Best Practise als Vorbild

„Erfolgreiche Praxisbeispiele zeigen die unterschiedlichsten Verwertungsmöglichkeiten für die Ernährung von Mensch und Tier. Der Bedarf nach heimischen Eiweißfuttermitteln sowie das Interesse an eiweißreichen Alternativen zu Fleisch in der menschlichen Ernährung steigen kontinuierlich“, erklärt Quendt. So wird etwa anhand von Beispielbetrieben auch dargestellt, welche Erfahrungen diese in der Fütterung von Rinder, Schweinen und Geflügel gemacht haben und wie die Rationsgestaltung ausgesehen hat.
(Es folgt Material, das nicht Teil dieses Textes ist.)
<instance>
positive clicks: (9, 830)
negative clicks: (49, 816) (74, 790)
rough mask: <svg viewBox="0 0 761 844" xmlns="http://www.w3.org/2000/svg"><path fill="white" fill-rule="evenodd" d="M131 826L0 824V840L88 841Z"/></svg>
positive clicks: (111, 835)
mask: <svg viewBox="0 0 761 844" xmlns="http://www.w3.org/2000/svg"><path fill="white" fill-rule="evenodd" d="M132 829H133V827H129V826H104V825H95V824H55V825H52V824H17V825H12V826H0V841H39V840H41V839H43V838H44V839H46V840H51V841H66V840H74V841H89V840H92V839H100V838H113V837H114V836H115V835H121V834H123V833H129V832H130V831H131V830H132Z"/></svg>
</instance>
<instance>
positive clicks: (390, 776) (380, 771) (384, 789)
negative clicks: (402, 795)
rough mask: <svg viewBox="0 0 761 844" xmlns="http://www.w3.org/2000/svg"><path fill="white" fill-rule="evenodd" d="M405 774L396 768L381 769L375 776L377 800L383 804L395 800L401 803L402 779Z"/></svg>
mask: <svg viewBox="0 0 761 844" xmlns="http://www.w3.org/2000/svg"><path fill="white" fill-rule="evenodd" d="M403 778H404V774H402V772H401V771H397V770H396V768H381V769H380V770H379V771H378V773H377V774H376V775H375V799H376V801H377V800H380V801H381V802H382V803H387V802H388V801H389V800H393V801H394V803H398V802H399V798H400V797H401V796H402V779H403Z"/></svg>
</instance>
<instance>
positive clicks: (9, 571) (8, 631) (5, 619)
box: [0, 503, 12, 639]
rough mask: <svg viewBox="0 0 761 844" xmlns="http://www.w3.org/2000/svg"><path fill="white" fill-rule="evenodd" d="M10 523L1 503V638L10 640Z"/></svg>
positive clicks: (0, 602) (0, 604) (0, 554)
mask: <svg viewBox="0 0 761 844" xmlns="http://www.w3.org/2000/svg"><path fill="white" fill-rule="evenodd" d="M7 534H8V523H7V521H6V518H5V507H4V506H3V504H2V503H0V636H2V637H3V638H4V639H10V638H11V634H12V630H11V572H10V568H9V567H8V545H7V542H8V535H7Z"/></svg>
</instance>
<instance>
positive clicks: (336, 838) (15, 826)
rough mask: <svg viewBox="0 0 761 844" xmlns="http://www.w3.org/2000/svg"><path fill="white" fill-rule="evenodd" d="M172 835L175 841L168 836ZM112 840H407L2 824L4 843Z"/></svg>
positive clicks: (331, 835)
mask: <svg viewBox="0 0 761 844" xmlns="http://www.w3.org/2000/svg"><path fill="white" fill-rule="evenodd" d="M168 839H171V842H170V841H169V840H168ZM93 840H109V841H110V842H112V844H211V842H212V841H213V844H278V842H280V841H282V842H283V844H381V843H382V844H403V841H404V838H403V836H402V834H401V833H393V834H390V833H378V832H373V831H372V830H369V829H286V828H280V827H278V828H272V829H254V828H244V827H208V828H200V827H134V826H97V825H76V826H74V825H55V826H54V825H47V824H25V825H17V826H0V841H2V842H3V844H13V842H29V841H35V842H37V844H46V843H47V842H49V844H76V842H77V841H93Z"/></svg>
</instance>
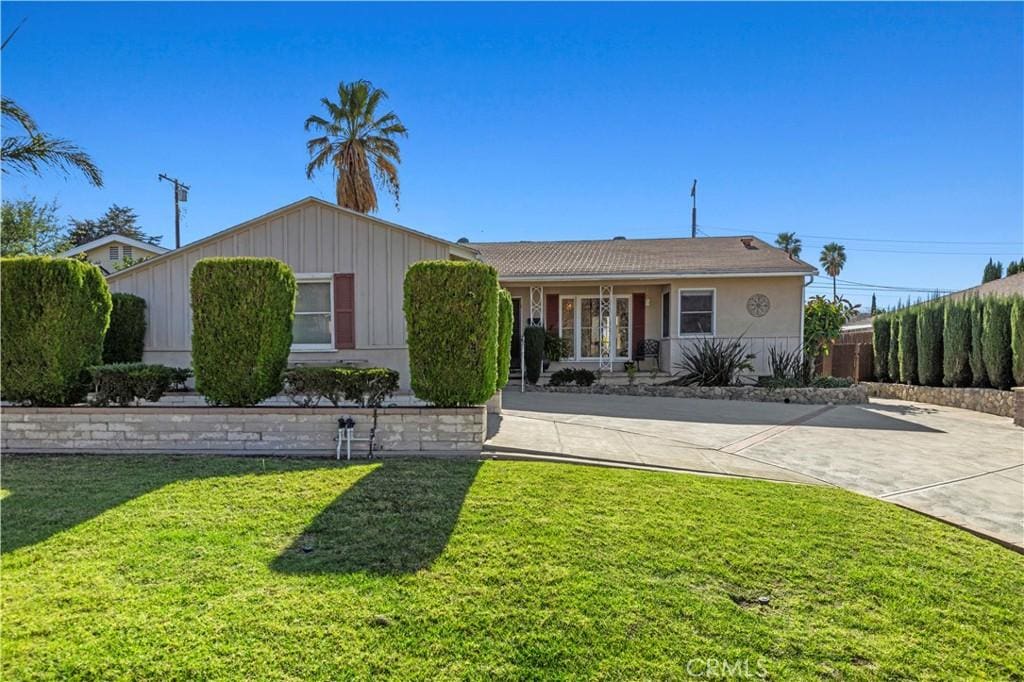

Unter der Leitung des LLH bringen bisher fünf weitere Verbundpartner ihre Expertise rund um Leguminosen mit ein. Namentlich sind dies die Union zur Förderung von Oel- und Proteinpflanzen (UFOP), der Fachbereich Agrarwirtschaft der Fachhochschule Südwestfalen, die Forschungsanstalt für Landwirtschaft und Fischerei Mecklenburg-Vorpommern, die Öko-BeratungsGesellschaft mbH und die FiBL Projekte GmbH. In einem zweiten Schritt sollen weitere Verbundpartner und Demonstrationsbetriebe hinzukommen. LeguNet wird gefördert durch das Bundesministerium für Ernährung und Landwirtschaft (BMEL) aufgrund eines Beschlusses des Deutschen Bundestags im Rahmen der BMEL-Eiweißpflanzenstrategie.